The Stanford Cardinal have a bottom-tier offense in the Pac-12 and a top-tier defense. That might be good enough to win them plenty of football games, but how many is the question? Offense after offense is coming up for Stanford to try and hold and contain, with multiple styles threatening to test their ability to hold the line.
Stanford gets their first real test of a full-fledged offensive powerhouse when they battle Arizona on Saturday.
USC may have offensive playmakers, but anyone can see the Trojans can be stopped on occasion barring Matt Barkley pitching perfect. Washington's offense isn't much better than Stanford's, and San Jose State has proven they can be held down. With Arizona, the Cardinal meet a team that is fully committed to offense and can move the football down the field with impunity.
The Wildcats have proven they can move the football down the field (although they do have occasional struggles trying to punch it all the way in, as they showed against Toledo and particularly against Oregon). So that should at least guarantee some field goal opportunities against a stiff Cardinal defensive front, and maybe a touchdown or two barring another huge offensive mulligan.
Looking at the other side of the football, Arizona should feel pretty comfortable with their defense.
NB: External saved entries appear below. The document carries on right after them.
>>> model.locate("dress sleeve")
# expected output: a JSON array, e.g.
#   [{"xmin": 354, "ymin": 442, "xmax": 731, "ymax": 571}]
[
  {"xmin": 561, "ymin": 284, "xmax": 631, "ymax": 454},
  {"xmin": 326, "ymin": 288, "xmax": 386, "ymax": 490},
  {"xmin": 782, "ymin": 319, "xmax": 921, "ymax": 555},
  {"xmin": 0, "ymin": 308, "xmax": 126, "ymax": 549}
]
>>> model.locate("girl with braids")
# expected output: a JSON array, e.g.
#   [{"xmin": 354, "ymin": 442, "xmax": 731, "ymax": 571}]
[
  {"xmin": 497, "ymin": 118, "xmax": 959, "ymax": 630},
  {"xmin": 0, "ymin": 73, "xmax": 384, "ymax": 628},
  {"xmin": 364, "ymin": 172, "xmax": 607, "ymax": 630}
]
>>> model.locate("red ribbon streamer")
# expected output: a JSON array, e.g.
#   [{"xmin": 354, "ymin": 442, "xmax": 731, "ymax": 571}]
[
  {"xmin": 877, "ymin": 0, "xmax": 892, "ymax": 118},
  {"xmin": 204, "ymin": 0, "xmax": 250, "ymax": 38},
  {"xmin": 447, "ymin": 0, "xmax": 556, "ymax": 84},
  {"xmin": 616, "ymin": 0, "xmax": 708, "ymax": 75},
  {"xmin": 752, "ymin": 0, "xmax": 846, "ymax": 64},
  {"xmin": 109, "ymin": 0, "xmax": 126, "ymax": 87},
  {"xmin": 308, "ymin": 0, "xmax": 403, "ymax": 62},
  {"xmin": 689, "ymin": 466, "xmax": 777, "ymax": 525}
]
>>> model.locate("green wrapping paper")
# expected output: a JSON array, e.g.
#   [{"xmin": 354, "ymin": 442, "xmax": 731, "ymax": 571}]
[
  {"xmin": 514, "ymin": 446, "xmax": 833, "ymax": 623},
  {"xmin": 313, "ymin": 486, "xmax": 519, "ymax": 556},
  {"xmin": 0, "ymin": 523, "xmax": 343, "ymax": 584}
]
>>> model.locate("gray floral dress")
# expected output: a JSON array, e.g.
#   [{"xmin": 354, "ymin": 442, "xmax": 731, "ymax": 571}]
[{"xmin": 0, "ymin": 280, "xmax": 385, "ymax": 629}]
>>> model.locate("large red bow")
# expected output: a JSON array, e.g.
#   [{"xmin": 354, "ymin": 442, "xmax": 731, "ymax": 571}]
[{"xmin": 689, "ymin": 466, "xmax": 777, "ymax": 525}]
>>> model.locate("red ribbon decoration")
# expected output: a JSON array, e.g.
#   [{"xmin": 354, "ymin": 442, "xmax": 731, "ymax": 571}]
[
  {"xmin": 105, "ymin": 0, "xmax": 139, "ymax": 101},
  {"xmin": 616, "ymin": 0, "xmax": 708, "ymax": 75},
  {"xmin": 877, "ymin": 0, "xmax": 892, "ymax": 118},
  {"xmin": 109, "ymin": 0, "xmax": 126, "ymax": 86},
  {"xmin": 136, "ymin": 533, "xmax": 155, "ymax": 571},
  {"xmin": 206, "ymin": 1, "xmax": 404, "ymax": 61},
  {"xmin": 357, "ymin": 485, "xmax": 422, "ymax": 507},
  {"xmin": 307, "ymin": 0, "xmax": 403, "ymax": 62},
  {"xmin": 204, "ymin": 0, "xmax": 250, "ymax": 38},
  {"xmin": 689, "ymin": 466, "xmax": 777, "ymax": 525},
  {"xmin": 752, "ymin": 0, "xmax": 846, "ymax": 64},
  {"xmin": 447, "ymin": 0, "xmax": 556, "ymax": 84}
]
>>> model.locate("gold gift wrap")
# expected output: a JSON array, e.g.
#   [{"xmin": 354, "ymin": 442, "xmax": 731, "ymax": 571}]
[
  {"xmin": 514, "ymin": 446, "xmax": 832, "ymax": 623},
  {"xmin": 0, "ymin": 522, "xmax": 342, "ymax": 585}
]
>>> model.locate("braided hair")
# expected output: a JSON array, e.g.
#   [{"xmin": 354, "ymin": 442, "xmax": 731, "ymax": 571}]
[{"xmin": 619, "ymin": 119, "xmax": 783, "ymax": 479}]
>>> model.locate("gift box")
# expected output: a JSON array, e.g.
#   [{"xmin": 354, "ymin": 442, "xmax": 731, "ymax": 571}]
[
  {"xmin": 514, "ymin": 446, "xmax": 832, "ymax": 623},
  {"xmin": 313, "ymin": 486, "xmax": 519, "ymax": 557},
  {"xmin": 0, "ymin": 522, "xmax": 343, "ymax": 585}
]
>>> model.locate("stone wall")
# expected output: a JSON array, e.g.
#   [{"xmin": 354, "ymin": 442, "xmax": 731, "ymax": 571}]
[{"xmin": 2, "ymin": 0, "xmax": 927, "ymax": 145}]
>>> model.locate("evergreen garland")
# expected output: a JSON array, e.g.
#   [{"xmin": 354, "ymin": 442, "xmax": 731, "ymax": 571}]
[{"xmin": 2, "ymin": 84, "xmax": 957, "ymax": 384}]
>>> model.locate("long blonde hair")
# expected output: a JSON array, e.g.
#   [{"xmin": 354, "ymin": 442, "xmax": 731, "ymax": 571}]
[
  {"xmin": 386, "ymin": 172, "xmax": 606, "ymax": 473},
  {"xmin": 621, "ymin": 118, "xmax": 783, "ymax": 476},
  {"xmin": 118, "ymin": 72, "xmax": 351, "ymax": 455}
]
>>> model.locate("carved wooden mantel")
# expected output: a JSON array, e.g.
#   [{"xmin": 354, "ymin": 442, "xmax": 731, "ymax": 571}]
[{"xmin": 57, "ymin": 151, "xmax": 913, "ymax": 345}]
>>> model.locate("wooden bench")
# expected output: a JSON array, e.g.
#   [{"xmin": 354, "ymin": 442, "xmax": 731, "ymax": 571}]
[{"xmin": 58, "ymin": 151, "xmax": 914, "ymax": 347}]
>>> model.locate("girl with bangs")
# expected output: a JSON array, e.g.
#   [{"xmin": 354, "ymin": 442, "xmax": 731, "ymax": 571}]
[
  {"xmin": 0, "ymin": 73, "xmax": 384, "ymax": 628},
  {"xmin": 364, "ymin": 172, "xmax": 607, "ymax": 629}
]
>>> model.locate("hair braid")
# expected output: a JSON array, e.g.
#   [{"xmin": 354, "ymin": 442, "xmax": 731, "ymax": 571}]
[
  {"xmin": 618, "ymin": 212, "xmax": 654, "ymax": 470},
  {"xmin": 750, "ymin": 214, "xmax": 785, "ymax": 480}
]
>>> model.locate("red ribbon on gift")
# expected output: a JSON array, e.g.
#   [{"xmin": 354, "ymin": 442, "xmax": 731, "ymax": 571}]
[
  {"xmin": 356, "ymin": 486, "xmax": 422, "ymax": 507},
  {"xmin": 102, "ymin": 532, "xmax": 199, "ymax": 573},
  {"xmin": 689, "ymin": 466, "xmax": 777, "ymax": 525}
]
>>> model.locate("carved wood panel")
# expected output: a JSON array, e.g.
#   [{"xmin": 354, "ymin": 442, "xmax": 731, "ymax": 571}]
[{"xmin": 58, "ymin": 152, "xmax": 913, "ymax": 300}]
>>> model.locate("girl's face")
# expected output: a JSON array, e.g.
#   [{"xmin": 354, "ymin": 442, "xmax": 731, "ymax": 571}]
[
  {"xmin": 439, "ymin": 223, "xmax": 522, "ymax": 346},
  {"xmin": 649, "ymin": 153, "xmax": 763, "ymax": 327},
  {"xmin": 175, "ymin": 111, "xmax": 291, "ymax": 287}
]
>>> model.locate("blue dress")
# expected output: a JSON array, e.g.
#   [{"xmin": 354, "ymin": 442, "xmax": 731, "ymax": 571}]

The 3-3-5 seems exactly like the type of scheme that would fluster Josh Nunes, as he will be forced to fit footballs into coverage if the run game gets plugged up. You have to figure that without efficient distribution to Zach Ertz or Levine Toilolo (the mismatches that destroyed Arizona's defensive efforts last year), it'll be tough for Stanford to move down the field with any regularity. And Nunes willl need to rediscover his connection with Ty Mongomery; one or two deep throws might have made all the difference in last week's upset.
The Stanford offense still can't really be counted on to be the dominant unit that'll come out and control clock, field position, and they might never be that type of unit this season given all the upheaval they've had to deal with up front. No, this might be a game where the Stanford defense has to rise and help out their beleaguered quarterback. It's clear that at this point Nunes isn't close to being the type of player who can really make Pac-12 defenses respect him, which puts enormous pressure on the run game to unleash. Stepfan Taylor seems to have struggled to gain consistent yardage with the lack of respect coming Nunes's way. So they'll either need more from Nunes or hope another unit steps up.
That's why the Stanford defense will probably have to show why everyone liked them to do so well this season. Arizona's offense will be right there as the first of many obstacles, and the Cardinal will need to prove that they have the capability to stop them.